BSZ: Apropos Richtungsstreitigkeiten. Welcher Flügel setzt sich bei der AfD durch?
Münch: Stark könnte die AfD nur sein, wenn sie es schafft, den eurokritischen und den rechten Flügel zu vereinen. Gegen den Euro gehen die Leute nicht auf die Straße. Die brauchen offensichtlich ein emotionaleres Thema. Wenn diejenigen an Fahrwasser gewinnen, die eine stärker rechte Positionierung in Richtung Ausländerfeindlichkeit anstreben, ist die Frage, wie viele Mitglieder die Partei im Zorn zurücklässt. Im Moment sieht es eher so aus, dass doch Parteimitglieder verloren gehen und es unter Umständen sogar zu einer Spaltung kommen könnte.

"Die CSU hat ganz andere Sorgen"

BSZ: Muss sich die CSU wegen der AfD Sorgen machen?
Münch: Die CSU hat meines Erachtens andere Sorgen. Das Wegbrechen der traditionellen Milieus, auf die man sich immer so wunderbar verlassen konnte, ist für die CSU eine größere Herausforderung als die AfD. So ist die Zahl der regelmäßigen Kirchgänger dramatisch nach unten gegangen. Das war die Wählerschaft der Union, und die stirbt der Union weg. Bisher hat die CSU das ganz gut hinbekommen. Aber der Erfolg ist nicht mehr so selbstverständlich. Es wird schwieriger, die absolute Mehrheit zu gewinnen. Die CSU hat aber nach wie vor einen großen Vorteil. Es gelingt ihr besser, ambitionierte junge Leute zu rekrutieren als den anderen Parteien in Bayern.
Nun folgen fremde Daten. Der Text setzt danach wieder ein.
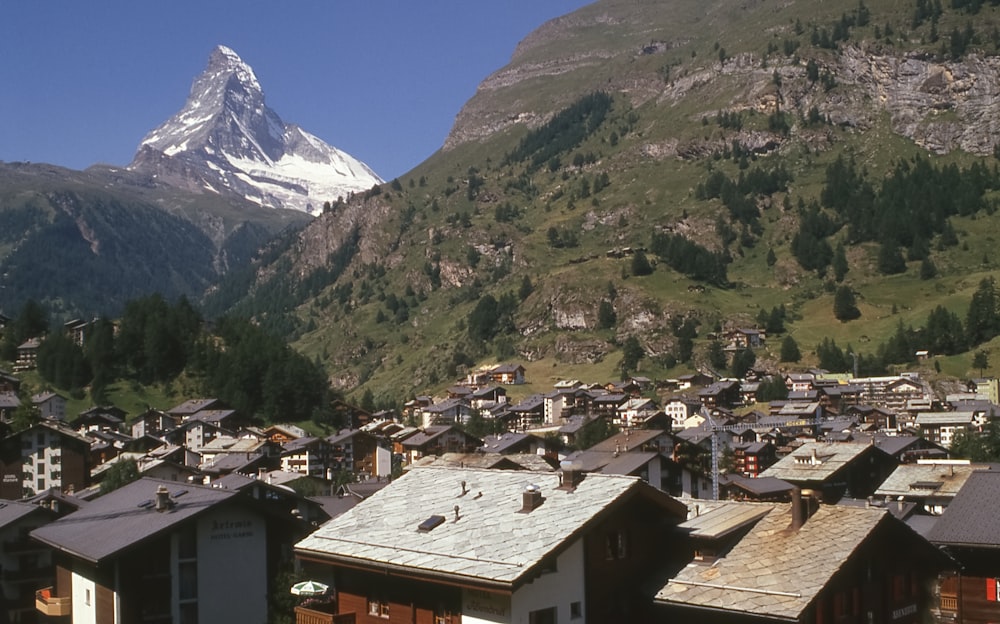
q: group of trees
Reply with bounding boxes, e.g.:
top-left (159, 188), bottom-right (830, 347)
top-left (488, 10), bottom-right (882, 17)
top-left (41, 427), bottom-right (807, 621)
top-left (795, 155), bottom-right (993, 277)
top-left (5, 294), bottom-right (337, 426)
top-left (649, 231), bottom-right (729, 286)
top-left (504, 92), bottom-right (614, 173)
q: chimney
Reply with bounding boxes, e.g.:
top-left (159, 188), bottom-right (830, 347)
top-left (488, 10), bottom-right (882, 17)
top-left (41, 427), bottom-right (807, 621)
top-left (521, 484), bottom-right (543, 512)
top-left (557, 460), bottom-right (585, 490)
top-left (791, 487), bottom-right (803, 530)
top-left (155, 485), bottom-right (171, 512)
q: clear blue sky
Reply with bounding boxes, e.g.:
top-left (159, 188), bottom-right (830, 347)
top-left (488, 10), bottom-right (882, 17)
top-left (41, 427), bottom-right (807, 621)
top-left (0, 1), bottom-right (593, 181)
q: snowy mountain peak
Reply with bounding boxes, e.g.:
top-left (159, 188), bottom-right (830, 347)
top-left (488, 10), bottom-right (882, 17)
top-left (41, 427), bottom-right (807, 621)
top-left (129, 46), bottom-right (382, 215)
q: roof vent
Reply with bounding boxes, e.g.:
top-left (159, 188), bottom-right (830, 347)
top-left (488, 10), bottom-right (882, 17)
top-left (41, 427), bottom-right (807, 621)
top-left (520, 484), bottom-right (543, 513)
top-left (417, 515), bottom-right (446, 532)
top-left (154, 485), bottom-right (173, 512)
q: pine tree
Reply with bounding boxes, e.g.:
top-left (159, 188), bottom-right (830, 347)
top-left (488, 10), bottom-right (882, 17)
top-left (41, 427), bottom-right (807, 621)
top-left (780, 335), bottom-right (802, 362)
top-left (833, 286), bottom-right (861, 321)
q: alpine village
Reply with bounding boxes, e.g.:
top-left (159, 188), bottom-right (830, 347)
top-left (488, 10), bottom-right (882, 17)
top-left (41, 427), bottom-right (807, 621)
top-left (7, 0), bottom-right (1000, 623)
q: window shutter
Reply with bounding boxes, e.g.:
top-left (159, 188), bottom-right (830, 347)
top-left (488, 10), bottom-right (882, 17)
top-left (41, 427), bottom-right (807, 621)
top-left (987, 578), bottom-right (999, 602)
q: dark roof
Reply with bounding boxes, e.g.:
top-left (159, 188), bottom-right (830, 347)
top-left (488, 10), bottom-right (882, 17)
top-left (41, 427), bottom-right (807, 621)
top-left (927, 470), bottom-right (1000, 548)
top-left (30, 477), bottom-right (239, 564)
top-left (480, 432), bottom-right (532, 453)
top-left (0, 499), bottom-right (52, 528)
top-left (725, 474), bottom-right (794, 496)
top-left (282, 436), bottom-right (325, 453)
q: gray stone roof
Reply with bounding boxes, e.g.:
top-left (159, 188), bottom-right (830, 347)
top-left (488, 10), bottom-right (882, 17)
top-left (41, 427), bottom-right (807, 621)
top-left (656, 504), bottom-right (890, 619)
top-left (928, 470), bottom-right (1000, 547)
top-left (295, 466), bottom-right (685, 588)
top-left (759, 442), bottom-right (884, 483)
top-left (679, 501), bottom-right (775, 540)
top-left (31, 477), bottom-right (238, 563)
top-left (875, 463), bottom-right (991, 500)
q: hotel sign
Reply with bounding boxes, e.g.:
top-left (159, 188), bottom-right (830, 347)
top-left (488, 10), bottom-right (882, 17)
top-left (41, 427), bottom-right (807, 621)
top-left (463, 589), bottom-right (509, 622)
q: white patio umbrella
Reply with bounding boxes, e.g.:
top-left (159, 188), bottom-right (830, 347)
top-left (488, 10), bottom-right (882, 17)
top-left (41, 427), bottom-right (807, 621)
top-left (290, 580), bottom-right (330, 596)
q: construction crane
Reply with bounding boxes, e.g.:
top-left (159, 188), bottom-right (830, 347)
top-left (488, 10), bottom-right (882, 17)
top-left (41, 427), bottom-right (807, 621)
top-left (703, 410), bottom-right (826, 501)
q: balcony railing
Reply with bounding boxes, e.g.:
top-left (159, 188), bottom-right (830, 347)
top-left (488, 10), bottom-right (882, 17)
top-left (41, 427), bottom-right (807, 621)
top-left (35, 587), bottom-right (71, 617)
top-left (940, 595), bottom-right (958, 612)
top-left (294, 605), bottom-right (354, 624)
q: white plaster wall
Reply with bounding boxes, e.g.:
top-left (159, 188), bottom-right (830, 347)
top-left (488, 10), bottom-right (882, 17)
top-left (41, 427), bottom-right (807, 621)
top-left (196, 507), bottom-right (268, 624)
top-left (511, 539), bottom-right (585, 624)
top-left (70, 572), bottom-right (98, 624)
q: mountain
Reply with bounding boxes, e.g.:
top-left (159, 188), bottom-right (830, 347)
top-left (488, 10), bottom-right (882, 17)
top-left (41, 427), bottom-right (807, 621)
top-left (0, 162), bottom-right (310, 319)
top-left (139, 1), bottom-right (1000, 405)
top-left (129, 45), bottom-right (383, 216)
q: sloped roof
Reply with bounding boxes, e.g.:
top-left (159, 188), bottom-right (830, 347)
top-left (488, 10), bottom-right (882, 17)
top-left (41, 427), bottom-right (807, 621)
top-left (759, 442), bottom-right (886, 483)
top-left (0, 499), bottom-right (51, 529)
top-left (927, 470), bottom-right (1000, 548)
top-left (295, 467), bottom-right (685, 588)
top-left (679, 501), bottom-right (775, 540)
top-left (656, 505), bottom-right (891, 619)
top-left (31, 477), bottom-right (238, 564)
top-left (875, 463), bottom-right (991, 499)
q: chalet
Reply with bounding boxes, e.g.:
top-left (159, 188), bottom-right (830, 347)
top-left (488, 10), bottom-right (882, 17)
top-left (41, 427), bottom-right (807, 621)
top-left (677, 372), bottom-right (714, 390)
top-left (280, 436), bottom-right (332, 479)
top-left (189, 408), bottom-right (249, 432)
top-left (915, 411), bottom-right (979, 448)
top-left (655, 499), bottom-right (951, 623)
top-left (14, 338), bottom-right (41, 371)
top-left (874, 461), bottom-right (993, 516)
top-left (616, 397), bottom-right (664, 429)
top-left (785, 372), bottom-right (816, 392)
top-left (294, 467), bottom-right (688, 624)
top-left (606, 379), bottom-right (642, 397)
top-left (71, 405), bottom-right (127, 433)
top-left (0, 499), bottom-right (58, 623)
top-left (31, 477), bottom-right (294, 624)
top-left (726, 327), bottom-right (766, 348)
top-left (167, 397), bottom-right (227, 421)
top-left (0, 391), bottom-right (21, 424)
top-left (543, 388), bottom-right (576, 423)
top-left (130, 408), bottom-right (177, 438)
top-left (418, 397), bottom-right (473, 428)
top-left (63, 318), bottom-right (91, 346)
top-left (32, 391), bottom-right (67, 421)
top-left (664, 396), bottom-right (703, 430)
top-left (844, 404), bottom-right (896, 430)
top-left (398, 425), bottom-right (481, 464)
top-left (326, 428), bottom-right (383, 477)
top-left (0, 420), bottom-right (93, 499)
top-left (853, 433), bottom-right (949, 463)
top-left (698, 380), bottom-right (741, 409)
top-left (0, 369), bottom-right (20, 393)
top-left (759, 441), bottom-right (898, 504)
top-left (508, 394), bottom-right (546, 429)
top-left (479, 431), bottom-right (544, 455)
top-left (732, 441), bottom-right (778, 478)
top-left (162, 418), bottom-right (228, 453)
top-left (720, 474), bottom-right (795, 502)
top-left (592, 392), bottom-right (629, 419)
top-left (489, 363), bottom-right (526, 385)
top-left (928, 470), bottom-right (1000, 624)
top-left (470, 385), bottom-right (507, 408)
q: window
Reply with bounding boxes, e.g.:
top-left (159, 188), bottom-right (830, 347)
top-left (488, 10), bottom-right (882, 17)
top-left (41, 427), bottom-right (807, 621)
top-left (85, 589), bottom-right (91, 606)
top-left (367, 599), bottom-right (389, 618)
top-left (529, 607), bottom-right (557, 624)
top-left (605, 529), bottom-right (628, 560)
top-left (570, 601), bottom-right (583, 619)
top-left (37, 478), bottom-right (45, 491)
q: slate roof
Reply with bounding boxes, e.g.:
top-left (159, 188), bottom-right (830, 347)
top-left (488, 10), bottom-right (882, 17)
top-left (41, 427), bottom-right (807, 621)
top-left (295, 466), bottom-right (685, 588)
top-left (725, 475), bottom-right (795, 496)
top-left (927, 470), bottom-right (1000, 547)
top-left (589, 429), bottom-right (670, 453)
top-left (678, 501), bottom-right (775, 540)
top-left (656, 504), bottom-right (891, 619)
top-left (914, 411), bottom-right (976, 425)
top-left (759, 442), bottom-right (885, 483)
top-left (31, 477), bottom-right (238, 564)
top-left (480, 432), bottom-right (532, 454)
top-left (875, 463), bottom-right (991, 500)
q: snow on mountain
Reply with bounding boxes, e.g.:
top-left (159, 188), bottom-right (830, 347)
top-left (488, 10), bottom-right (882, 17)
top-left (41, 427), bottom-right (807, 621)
top-left (129, 45), bottom-right (382, 215)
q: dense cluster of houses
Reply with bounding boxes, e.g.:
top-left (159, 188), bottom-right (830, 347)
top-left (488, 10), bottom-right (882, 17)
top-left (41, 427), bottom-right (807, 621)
top-left (1, 344), bottom-right (1000, 623)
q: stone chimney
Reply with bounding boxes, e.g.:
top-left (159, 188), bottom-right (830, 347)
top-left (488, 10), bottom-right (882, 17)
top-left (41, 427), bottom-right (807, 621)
top-left (155, 485), bottom-right (171, 512)
top-left (520, 484), bottom-right (543, 513)
top-left (557, 460), bottom-right (585, 491)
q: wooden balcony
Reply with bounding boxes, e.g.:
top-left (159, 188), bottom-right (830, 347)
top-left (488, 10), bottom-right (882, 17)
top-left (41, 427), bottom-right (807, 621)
top-left (35, 586), bottom-right (71, 617)
top-left (294, 605), bottom-right (354, 624)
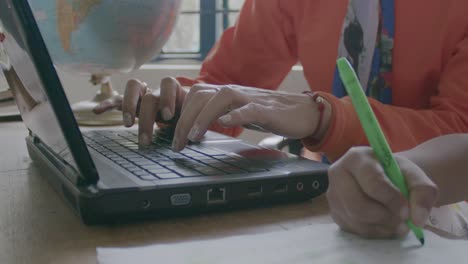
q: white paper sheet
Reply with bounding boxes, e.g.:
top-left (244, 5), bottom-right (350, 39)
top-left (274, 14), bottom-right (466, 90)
top-left (97, 224), bottom-right (467, 264)
top-left (427, 202), bottom-right (468, 238)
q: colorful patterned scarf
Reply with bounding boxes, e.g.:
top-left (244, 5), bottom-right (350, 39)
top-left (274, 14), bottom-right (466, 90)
top-left (332, 0), bottom-right (395, 104)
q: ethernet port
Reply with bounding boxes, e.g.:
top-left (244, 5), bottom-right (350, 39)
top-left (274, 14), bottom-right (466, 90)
top-left (207, 187), bottom-right (226, 204)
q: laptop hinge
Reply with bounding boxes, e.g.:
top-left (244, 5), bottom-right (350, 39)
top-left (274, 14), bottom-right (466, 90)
top-left (29, 131), bottom-right (90, 187)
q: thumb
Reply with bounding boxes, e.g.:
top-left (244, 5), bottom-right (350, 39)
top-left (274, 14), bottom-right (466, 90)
top-left (92, 96), bottom-right (123, 114)
top-left (397, 156), bottom-right (439, 227)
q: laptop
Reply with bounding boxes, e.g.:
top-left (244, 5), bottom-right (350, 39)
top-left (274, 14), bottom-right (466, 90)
top-left (0, 0), bottom-right (329, 224)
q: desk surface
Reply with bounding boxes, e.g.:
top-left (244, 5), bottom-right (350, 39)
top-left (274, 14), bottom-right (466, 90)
top-left (0, 122), bottom-right (331, 264)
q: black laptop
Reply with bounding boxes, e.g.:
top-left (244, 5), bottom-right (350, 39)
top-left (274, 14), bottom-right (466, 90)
top-left (0, 0), bottom-right (328, 224)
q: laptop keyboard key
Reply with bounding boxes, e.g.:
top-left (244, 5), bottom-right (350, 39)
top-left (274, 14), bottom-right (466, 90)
top-left (148, 168), bottom-right (172, 175)
top-left (123, 165), bottom-right (138, 171)
top-left (158, 160), bottom-right (176, 166)
top-left (117, 161), bottom-right (132, 167)
top-left (166, 165), bottom-right (201, 177)
top-left (156, 173), bottom-right (180, 179)
top-left (139, 175), bottom-right (157, 181)
top-left (134, 160), bottom-right (157, 166)
top-left (141, 164), bottom-right (165, 170)
top-left (130, 168), bottom-right (145, 174)
top-left (214, 165), bottom-right (247, 174)
top-left (165, 153), bottom-right (185, 159)
top-left (200, 159), bottom-right (225, 165)
top-left (126, 157), bottom-right (146, 162)
top-left (193, 166), bottom-right (223, 176)
top-left (134, 171), bottom-right (151, 176)
top-left (189, 146), bottom-right (225, 156)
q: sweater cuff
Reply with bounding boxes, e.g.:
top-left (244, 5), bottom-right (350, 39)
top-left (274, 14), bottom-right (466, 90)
top-left (301, 92), bottom-right (365, 161)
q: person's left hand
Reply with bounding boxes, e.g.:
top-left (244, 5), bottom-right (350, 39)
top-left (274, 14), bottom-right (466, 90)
top-left (171, 84), bottom-right (329, 152)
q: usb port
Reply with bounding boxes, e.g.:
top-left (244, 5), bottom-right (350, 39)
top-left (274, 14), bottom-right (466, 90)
top-left (207, 187), bottom-right (226, 204)
top-left (273, 184), bottom-right (288, 193)
top-left (247, 185), bottom-right (263, 197)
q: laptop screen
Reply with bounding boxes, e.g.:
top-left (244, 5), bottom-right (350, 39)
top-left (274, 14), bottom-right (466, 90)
top-left (0, 0), bottom-right (98, 184)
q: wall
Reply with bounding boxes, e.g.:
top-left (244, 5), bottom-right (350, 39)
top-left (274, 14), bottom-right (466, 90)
top-left (59, 63), bottom-right (309, 145)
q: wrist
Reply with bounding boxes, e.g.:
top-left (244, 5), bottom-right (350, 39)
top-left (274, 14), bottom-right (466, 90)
top-left (303, 92), bottom-right (332, 141)
top-left (312, 97), bottom-right (332, 140)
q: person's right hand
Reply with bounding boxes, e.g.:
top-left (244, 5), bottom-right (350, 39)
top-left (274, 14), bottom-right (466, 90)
top-left (93, 77), bottom-right (189, 145)
top-left (327, 147), bottom-right (439, 239)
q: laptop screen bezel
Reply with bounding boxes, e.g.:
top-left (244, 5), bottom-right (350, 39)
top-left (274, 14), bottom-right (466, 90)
top-left (9, 0), bottom-right (99, 185)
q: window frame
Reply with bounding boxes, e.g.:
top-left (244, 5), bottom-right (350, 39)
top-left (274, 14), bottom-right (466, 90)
top-left (157, 0), bottom-right (240, 61)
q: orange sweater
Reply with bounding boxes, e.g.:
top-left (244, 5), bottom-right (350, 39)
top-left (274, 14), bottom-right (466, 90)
top-left (177, 0), bottom-right (468, 161)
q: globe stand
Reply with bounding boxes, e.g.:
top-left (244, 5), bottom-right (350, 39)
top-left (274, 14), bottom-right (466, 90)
top-left (72, 74), bottom-right (123, 126)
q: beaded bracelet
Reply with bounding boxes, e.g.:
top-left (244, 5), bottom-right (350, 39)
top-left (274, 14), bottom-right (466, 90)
top-left (303, 91), bottom-right (326, 139)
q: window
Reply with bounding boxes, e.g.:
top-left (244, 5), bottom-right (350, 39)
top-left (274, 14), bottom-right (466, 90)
top-left (159, 0), bottom-right (244, 60)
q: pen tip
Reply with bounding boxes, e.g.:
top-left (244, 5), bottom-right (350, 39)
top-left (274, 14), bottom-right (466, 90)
top-left (419, 238), bottom-right (425, 245)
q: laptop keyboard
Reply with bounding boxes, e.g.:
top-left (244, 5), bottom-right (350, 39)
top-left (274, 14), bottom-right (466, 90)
top-left (83, 130), bottom-right (269, 181)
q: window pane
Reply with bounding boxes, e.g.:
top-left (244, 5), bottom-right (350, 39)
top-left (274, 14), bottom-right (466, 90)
top-left (163, 14), bottom-right (200, 53)
top-left (226, 0), bottom-right (244, 27)
top-left (181, 0), bottom-right (200, 11)
top-left (160, 0), bottom-right (247, 57)
top-left (228, 0), bottom-right (245, 10)
top-left (228, 12), bottom-right (240, 27)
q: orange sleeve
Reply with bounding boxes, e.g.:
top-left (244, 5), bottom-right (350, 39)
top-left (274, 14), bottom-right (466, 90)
top-left (177, 0), bottom-right (297, 137)
top-left (304, 35), bottom-right (468, 162)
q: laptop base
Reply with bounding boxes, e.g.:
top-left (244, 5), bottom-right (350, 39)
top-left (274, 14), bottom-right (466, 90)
top-left (27, 135), bottom-right (328, 225)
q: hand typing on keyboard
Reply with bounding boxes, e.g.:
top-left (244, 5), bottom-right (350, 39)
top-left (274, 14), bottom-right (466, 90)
top-left (93, 78), bottom-right (331, 154)
top-left (171, 85), bottom-right (331, 152)
top-left (93, 77), bottom-right (190, 146)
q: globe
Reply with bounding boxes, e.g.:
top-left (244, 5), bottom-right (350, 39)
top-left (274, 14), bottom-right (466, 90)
top-left (29, 0), bottom-right (182, 75)
top-left (22, 0), bottom-right (182, 125)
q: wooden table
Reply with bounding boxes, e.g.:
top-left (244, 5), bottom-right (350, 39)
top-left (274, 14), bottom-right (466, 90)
top-left (0, 122), bottom-right (331, 264)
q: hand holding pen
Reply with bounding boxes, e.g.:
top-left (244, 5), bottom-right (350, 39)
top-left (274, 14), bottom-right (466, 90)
top-left (326, 58), bottom-right (439, 244)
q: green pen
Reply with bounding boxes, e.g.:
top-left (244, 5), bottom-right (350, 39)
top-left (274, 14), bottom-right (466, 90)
top-left (336, 57), bottom-right (425, 245)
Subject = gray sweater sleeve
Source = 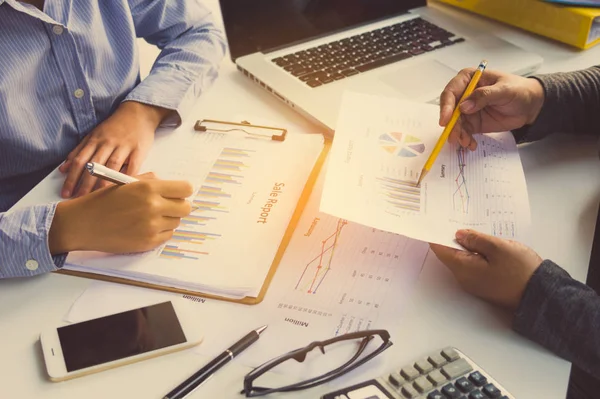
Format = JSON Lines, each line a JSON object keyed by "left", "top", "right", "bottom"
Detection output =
{"left": 512, "top": 65, "right": 600, "bottom": 143}
{"left": 511, "top": 67, "right": 600, "bottom": 377}
{"left": 513, "top": 261, "right": 600, "bottom": 377}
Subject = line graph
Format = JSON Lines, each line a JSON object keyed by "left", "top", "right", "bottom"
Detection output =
{"left": 295, "top": 219, "right": 348, "bottom": 294}
{"left": 273, "top": 207, "right": 429, "bottom": 339}
{"left": 453, "top": 147, "right": 470, "bottom": 214}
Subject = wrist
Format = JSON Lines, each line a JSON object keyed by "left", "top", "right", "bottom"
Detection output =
{"left": 119, "top": 101, "right": 172, "bottom": 128}
{"left": 525, "top": 78, "right": 545, "bottom": 125}
{"left": 48, "top": 200, "right": 88, "bottom": 254}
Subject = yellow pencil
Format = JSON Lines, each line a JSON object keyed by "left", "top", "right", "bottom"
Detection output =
{"left": 416, "top": 60, "right": 488, "bottom": 187}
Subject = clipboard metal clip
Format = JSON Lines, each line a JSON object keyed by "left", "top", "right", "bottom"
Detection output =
{"left": 194, "top": 119, "right": 287, "bottom": 141}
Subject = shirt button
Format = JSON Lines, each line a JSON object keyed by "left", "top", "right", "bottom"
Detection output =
{"left": 25, "top": 259, "right": 39, "bottom": 271}
{"left": 52, "top": 25, "right": 64, "bottom": 35}
{"left": 73, "top": 89, "right": 85, "bottom": 99}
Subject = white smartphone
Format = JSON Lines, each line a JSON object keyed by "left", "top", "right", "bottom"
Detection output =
{"left": 40, "top": 301, "right": 203, "bottom": 382}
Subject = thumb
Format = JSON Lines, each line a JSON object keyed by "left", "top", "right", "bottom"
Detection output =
{"left": 459, "top": 85, "right": 505, "bottom": 114}
{"left": 455, "top": 229, "right": 500, "bottom": 257}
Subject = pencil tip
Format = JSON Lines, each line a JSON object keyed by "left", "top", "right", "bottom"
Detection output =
{"left": 256, "top": 325, "right": 268, "bottom": 335}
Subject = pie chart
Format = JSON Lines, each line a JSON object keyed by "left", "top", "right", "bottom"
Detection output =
{"left": 379, "top": 132, "right": 426, "bottom": 157}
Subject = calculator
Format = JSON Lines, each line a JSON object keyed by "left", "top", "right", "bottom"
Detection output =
{"left": 321, "top": 347, "right": 514, "bottom": 399}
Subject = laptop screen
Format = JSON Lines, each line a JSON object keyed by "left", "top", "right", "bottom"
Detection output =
{"left": 220, "top": 0, "right": 426, "bottom": 60}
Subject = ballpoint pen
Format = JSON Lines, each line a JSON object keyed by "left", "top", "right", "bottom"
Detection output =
{"left": 85, "top": 162, "right": 139, "bottom": 185}
{"left": 416, "top": 60, "right": 488, "bottom": 187}
{"left": 163, "top": 325, "right": 268, "bottom": 399}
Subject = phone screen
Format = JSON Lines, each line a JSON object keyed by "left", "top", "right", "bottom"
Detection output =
{"left": 57, "top": 301, "right": 186, "bottom": 372}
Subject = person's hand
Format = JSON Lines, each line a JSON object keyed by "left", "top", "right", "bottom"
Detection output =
{"left": 58, "top": 101, "right": 172, "bottom": 198}
{"left": 49, "top": 177, "right": 193, "bottom": 254}
{"left": 430, "top": 229, "right": 543, "bottom": 311}
{"left": 439, "top": 68, "right": 545, "bottom": 150}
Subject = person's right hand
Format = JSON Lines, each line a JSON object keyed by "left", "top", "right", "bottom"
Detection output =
{"left": 49, "top": 176, "right": 193, "bottom": 254}
{"left": 440, "top": 68, "right": 546, "bottom": 150}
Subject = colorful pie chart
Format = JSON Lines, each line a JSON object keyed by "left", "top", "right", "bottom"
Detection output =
{"left": 379, "top": 132, "right": 426, "bottom": 157}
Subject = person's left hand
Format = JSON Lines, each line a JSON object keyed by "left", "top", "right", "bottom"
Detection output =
{"left": 58, "top": 101, "right": 171, "bottom": 198}
{"left": 430, "top": 229, "right": 544, "bottom": 311}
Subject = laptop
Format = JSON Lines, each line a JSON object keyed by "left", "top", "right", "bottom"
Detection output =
{"left": 220, "top": 0, "right": 543, "bottom": 132}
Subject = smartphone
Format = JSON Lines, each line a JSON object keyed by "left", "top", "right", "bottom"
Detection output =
{"left": 40, "top": 301, "right": 203, "bottom": 382}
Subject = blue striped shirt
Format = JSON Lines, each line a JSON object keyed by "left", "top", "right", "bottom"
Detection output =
{"left": 0, "top": 0, "right": 226, "bottom": 278}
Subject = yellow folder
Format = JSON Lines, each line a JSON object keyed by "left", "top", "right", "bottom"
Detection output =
{"left": 435, "top": 0, "right": 600, "bottom": 50}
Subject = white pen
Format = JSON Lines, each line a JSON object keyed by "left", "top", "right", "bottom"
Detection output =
{"left": 85, "top": 162, "right": 139, "bottom": 185}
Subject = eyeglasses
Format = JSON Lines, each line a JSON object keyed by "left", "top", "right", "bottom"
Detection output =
{"left": 242, "top": 329, "right": 392, "bottom": 397}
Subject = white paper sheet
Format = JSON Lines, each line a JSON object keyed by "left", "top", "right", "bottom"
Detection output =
{"left": 66, "top": 165, "right": 428, "bottom": 381}
{"left": 13, "top": 121, "right": 324, "bottom": 298}
{"left": 321, "top": 92, "right": 532, "bottom": 249}
{"left": 198, "top": 164, "right": 429, "bottom": 372}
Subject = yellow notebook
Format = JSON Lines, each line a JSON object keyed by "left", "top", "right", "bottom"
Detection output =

BSZ: Was ist mit dem alten Satz von Franz Josef Strauß: Rechts der CSU darf es keine demokratisch legitimierte Partei geben?
Münch: Strauß' Überlegung war: Wenn sich rechts der Union eine Partei etabliert, geht das ausschließlich zu Lasten der Union. Das hat zu Strauß' Zeiten gestimmt, heute aber nicht mehr. Heute ist fast jede Partei mit fast jeder anderen bündnisfähig. Wenn die AfD Stimmen bekommt, geht das nicht nur auf Kosten der Union, sondern auf Kosten aller Parteien. Bei den Landtagswahlen in Brandenburg hat die AfD viele Stimmen von der Linken bekommen. Die AfD ist eine Herausforderung für alle Parteien, wahrlich nicht nur für CSU oder CDU. (Interview: Carsten Hoefer, dpa) (Foto: Ursula Münch, Direktorin der Akademie für Politische Bildung in Tutzing; dpa)

Kommentare (1)

  1. Steuerzahler am 02.02.2015
    Die CSU hat den Wählerwillen übersehen, es kann doch nicht sein, dass Deutschland der Zahler Nr. 1 in der EU ist. Und für Griechenland werden wohl noch weitere Zahlungen und Kredite fließen. Deshalb wähle ich die AFD!